Israeli Finance Minister Bezalel Smotrich, himself a settler, has repeatedly declared that “there is no such thing as a Palestinian people,” and has called for the state to “encourage voluntary emigration” of Palestinians from the West Bank, language that human rights experts warn echoes genocidal intent. In March 2023, Smotrich explicitly stated:
“We are here to stay. The entire land of Israel belongs to us. We must erase the village of Huwara, and we must build and settle all the land.”
Meanwhile, National Security Minister Itamar Ben Gvir, head of the far-right Otzma Yehudit party, has pushed to arm settlers, called for the “full occupation” of Gaza, and declared that Jewish supremacy is necessary to preserve the state.
“This land belongs to the people of Israel, and we will never give it up, not an inch,” Ben Gvir told Channel 14 in February 2024. “Our enemies must understand there is no future for them here.”

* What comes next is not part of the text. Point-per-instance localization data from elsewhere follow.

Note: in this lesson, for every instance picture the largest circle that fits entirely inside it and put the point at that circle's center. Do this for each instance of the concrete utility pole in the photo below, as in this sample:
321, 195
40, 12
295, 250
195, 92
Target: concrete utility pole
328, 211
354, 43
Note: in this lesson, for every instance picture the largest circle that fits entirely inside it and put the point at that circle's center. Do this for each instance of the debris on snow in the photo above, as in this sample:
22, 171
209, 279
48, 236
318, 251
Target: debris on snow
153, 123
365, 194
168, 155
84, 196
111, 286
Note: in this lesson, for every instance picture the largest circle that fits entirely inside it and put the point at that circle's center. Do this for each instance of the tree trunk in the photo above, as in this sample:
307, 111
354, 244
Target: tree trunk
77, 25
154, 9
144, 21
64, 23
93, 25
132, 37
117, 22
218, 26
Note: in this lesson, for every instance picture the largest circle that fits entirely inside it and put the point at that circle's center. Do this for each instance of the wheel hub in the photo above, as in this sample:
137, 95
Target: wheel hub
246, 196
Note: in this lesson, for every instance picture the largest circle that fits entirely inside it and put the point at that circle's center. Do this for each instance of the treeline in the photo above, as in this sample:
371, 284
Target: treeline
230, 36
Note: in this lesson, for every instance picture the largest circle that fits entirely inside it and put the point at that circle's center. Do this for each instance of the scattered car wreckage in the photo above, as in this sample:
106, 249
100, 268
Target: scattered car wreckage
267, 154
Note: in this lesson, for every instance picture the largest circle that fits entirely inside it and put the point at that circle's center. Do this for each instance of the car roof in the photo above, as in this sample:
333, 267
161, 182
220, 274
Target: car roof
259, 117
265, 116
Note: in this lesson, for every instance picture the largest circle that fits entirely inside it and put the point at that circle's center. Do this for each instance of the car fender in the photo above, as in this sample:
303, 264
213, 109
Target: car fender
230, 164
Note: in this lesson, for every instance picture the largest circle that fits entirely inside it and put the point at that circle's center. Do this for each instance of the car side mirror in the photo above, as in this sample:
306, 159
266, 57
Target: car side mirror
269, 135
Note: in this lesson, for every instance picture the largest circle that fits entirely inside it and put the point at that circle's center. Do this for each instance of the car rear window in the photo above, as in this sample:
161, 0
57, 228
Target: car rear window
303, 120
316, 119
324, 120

These statements are not fringe; they reflect the ideological backbone of the current Israeli government, the most far-right in the state’s history. Backed by military bulldozers, retroactive legalisations of illegal outposts, and armed settler militias, this government is not merely turning a blind eye to settler violence; it is actively facilitating a campaign of annexation and erasure.
As the international community wrings its hands and the U.S. continues its billions in unconditional military aid, Palestinians in villages like Sinjil, Masafer Yatta, and Huwara face an existential struggle for survival on their own land.
Human rights groups, from B’Tselem to Amnesty International, have long warned that Israel’s actions meet the legal threshold for apartheid, forcible transfer, and possibly genocide. The events of 2024 and 2025, including the systematic destruction in Gaza and the violent ethnic cleansing across the West Bank, have only made these warnings more urgent.
“This is not a war of defence. It is a war of conquest. And the target is not Hamas, it is the Palestinian people as a whole,” said Omar Shakir, Israel and Palestine Director at Human Rights Watch.
Unless there is decisive international action, sanctions, arms embargoes, and prosecution of war crimes, Israel will continue to expand its settler-colonial frontier, one hilltop, one olive grove, one village at a time. And Palestinians, like those killed in Sinjil, will continue to pay the price in blood.
The question is not whether the world knows what is happening. It is whether it will act, or once again stand by as a nation is dismembered in full view.